Two-part fix

Fix 1 — Chunk oversized bucket groups (the correctness fix) ONNXOCRRecognizer::RecognizeBatch now slices each bucket group into chunks of ≤ kRecMaxBatch before submitting to TRT. A frame with 30 crops in bucket 320 produces two back-to-back batched calls (24 + 6), both within the profile, both on the fast path. Fix 2 — Raise the profile max from 16 to 24 (the performance fix) The old profile max was 16; your real scenes routinely hit 24. Raising the profile max to 24 means the common 12-plate scene (24 crops) fits in a single batched call with no chunking needed.
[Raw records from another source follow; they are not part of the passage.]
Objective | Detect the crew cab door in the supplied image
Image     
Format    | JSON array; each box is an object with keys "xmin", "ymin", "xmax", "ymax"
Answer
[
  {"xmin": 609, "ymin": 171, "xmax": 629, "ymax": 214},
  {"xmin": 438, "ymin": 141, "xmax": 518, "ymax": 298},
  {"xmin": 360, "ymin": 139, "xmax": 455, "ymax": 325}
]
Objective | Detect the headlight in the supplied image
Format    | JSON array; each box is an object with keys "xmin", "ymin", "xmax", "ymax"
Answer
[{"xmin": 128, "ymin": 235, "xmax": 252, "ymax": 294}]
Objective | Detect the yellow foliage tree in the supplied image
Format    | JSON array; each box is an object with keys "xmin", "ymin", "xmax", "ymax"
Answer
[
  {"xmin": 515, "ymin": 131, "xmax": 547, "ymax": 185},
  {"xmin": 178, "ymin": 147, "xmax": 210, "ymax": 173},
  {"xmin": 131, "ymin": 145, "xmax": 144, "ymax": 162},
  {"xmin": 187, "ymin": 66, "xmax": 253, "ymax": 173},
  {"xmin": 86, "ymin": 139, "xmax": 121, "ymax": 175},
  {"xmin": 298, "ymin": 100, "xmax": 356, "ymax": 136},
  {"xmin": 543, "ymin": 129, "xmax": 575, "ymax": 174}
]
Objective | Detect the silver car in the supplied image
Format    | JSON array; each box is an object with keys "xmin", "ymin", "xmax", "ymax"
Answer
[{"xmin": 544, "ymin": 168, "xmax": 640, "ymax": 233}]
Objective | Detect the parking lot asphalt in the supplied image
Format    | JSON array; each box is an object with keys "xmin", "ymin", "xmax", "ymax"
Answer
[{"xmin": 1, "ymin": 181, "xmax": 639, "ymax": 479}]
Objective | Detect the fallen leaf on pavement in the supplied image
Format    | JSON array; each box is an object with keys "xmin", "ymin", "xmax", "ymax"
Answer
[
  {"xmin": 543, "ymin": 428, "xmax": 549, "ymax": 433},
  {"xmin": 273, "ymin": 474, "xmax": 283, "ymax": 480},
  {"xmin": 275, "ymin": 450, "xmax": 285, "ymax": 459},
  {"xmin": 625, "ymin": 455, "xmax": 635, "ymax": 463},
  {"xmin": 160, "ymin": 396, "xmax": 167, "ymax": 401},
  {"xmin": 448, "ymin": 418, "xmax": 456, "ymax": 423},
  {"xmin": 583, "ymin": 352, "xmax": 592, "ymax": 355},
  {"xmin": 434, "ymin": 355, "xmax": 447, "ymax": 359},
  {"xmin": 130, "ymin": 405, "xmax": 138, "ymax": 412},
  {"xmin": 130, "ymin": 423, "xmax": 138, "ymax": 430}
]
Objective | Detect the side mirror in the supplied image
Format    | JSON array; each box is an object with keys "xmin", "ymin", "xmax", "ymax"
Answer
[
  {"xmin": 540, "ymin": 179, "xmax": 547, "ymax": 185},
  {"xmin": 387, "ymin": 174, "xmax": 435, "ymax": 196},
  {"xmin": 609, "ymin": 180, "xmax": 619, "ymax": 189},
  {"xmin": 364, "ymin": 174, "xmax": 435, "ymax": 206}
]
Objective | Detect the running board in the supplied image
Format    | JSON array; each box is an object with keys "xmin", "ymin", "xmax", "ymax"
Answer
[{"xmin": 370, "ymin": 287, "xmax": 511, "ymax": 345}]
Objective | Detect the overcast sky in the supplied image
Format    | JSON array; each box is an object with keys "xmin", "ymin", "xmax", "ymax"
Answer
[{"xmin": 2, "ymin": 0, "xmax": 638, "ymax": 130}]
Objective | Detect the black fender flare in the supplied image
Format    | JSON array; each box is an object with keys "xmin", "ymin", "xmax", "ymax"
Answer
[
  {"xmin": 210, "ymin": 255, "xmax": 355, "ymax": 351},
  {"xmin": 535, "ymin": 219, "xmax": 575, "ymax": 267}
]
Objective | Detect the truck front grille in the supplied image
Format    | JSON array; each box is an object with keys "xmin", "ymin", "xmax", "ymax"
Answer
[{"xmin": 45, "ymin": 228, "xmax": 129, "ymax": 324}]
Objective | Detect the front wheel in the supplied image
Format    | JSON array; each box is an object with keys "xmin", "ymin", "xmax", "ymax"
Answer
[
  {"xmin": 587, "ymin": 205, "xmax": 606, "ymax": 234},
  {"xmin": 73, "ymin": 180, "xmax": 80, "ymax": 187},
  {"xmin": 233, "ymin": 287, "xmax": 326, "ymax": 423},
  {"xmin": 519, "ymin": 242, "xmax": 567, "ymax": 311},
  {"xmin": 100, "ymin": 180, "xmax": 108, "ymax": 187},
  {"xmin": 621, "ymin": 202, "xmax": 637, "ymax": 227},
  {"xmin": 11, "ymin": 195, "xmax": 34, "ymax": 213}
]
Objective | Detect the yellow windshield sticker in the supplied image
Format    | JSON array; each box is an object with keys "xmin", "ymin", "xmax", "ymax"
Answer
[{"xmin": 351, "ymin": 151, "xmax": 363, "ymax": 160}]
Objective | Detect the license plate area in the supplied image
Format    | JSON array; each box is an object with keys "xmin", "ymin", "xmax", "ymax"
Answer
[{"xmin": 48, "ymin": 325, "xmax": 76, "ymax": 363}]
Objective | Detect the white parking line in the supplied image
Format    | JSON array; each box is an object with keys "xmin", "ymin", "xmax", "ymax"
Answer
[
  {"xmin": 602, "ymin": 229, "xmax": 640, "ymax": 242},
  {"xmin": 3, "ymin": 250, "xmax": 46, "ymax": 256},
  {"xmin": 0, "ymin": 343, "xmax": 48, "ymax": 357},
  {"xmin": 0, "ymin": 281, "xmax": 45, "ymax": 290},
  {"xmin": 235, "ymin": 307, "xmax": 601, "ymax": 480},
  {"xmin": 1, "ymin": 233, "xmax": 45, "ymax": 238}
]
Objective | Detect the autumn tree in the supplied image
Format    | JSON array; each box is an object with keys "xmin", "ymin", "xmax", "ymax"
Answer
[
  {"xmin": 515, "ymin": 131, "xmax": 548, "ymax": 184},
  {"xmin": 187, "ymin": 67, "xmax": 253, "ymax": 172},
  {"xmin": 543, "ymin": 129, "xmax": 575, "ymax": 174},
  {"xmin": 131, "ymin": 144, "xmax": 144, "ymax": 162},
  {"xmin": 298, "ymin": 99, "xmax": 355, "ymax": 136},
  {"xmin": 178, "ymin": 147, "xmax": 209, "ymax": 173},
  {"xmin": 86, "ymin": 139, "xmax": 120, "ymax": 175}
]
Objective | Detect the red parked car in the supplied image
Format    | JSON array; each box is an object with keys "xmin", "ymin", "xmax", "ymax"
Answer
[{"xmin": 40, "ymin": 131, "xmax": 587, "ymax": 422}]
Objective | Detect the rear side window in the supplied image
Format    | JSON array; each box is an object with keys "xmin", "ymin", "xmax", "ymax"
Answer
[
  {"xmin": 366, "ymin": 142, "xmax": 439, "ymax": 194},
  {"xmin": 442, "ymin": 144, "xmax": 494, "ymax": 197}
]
Scenes with > 24 crops now use chunking, but that's rare.
2026-04-15 07:27:55 +10:00
parent 5706615ed5
commit 7778f8c214
3 changed files with 44 additions and 6 deletions
--- a/modules/ANSOCR/ANSONNXOCR/ONNXOCRRecognizer.cpp
+++ b/modules/ANSOCR/ANSONNXOCR/ONNXOCRRecognizer.cpp
@@ -252,10 +252,29 @@ std::vector<TextLine> ONNXOCRRecognizer::RecognizeBatch(const std::vector<cv::Ma
        groupIdx[bucketIdx].push_back(i);
    }

-    // Run one batched inference per non-empty bucket
+    // Run batched inference per non-empty bucket, slicing each bucket
+    // group into chunks of at most kRecMaxBatch crops so we never exceed
+    // the TRT dynamic profile's max-batch dimension. On a busy scene with
+    // (say) 30 plates all falling in bucket 320, we issue two back-to-back
+    // batched calls of 24 + 6 instead of one oversized call that would
+    // throw "does not satisfy any optimization profiles" and fall off
+    // the fast path to the per-image fallback.
    for (int b = 0; b < kRecNumBuckets; ++b) {
-        if (groupCrops[b].empty()) continue;
-        RunBatchAtWidth(groupCrops[b], groupIdx[b], kRecBucketWidths[b], results);
+        const auto& bucketCrops = groupCrops[b];
+        const auto& bucketIndices = groupIdx[b];
+        if (bucketCrops.empty()) continue;
+
+        const int bucketW = kRecBucketWidths[b];
+        const size_t total = bucketCrops.size();
+
+        for (size_t start = 0; start < total; start += kRecMaxBatch) {
+            const size_t end = std::min(start + static_cast<size_t>(kRecMaxBatch), total);
+            std::vector<cv::Mat> chunkCrops(bucketCrops.begin() + start,
+                                            bucketCrops.begin() + end);
+            std::vector<size_t>  chunkIdx(bucketIndices.begin() + start,
+                                          bucketIndices.begin() + end);
+            RunBatchAtWidth(chunkCrops, chunkIdx, bucketW, results);
+        }
    }

    return results;